Home Depot: The mild winter also gave home-improvement stores a boost. Reuters reported that Home Depot’s sales rose 5.9% during the quarter that ended January 29, due in part to homeowners deciding that the unseasonably warm weather provided a reason to tackle home-improvement projects well before springtime arrived.

(MORE: The Price Is Righter: J.C. Penney’s Big Makeover)

Kenneth Cole: After predicting sales growth in the mid-single digits, the fashion company’s sales rose 8.5% in the fourth quarter, reports MarketWatch.

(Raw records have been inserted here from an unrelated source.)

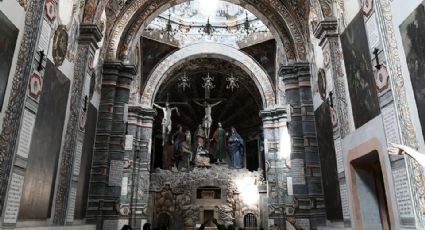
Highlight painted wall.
[0,1,25,132]
[391,0,425,152]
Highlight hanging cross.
[373,48,382,70]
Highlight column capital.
[260,107,288,120]
[78,23,103,49]
[313,19,338,46]
[128,105,157,119]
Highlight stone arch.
[106,0,306,60]
[141,43,276,109]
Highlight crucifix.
[153,94,187,146]
[193,73,223,140]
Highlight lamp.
[199,18,215,35]
[202,73,215,90]
[373,48,382,70]
[226,73,239,92]
[161,13,176,38]
[178,72,190,91]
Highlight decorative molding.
[53,24,101,225]
[0,1,44,211]
[106,0,307,60]
[375,0,425,228]
[137,43,276,108]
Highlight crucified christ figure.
[153,102,180,146]
[194,101,222,140]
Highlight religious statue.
[153,102,180,146]
[178,131,193,169]
[194,101,222,138]
[228,127,245,169]
[195,124,205,152]
[171,125,185,167]
[213,122,226,163]
[194,124,210,166]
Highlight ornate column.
[279,63,326,229]
[314,17,355,227]
[260,108,292,227]
[0,1,45,221]
[53,24,102,225]
[86,62,136,229]
[120,105,156,229]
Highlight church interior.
[0,0,425,230]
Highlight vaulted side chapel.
[0,0,425,230]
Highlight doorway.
[351,150,391,230]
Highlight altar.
[149,164,266,230]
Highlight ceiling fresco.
[143,0,273,48]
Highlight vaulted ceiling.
[155,58,262,138]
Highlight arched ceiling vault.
[140,43,276,109]
[154,57,263,136]
[101,0,309,61]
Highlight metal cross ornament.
[202,73,215,91]
[178,72,190,91]
[226,74,239,92]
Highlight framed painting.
[0,11,19,111]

Lowe’s: Like its big-box competitor Home Depot, Lowe’s has benefited from a warm winter, with sales rising 11% in the most recent quarter.

Macy’s & Bloomingdale’s: Revenues at stores opened at least a year grew 5.5% for the four-week period ending February 25. Online sales, which factor in to the overall increase, did some of the heavy lifting, rising 31% at macys.com and bloomingdales.com (which Macy’s also runs).

Nordstrom: Estimates anticipated sales growth of 5.6% for the upscale department store, and actual sales in February rose by 10%.

(MORE: You’ll Never Guess the Hottest Retailer in the U.S.)

Target: Sales for the Minneapolis-based chain rose 8% compared to February of 2011.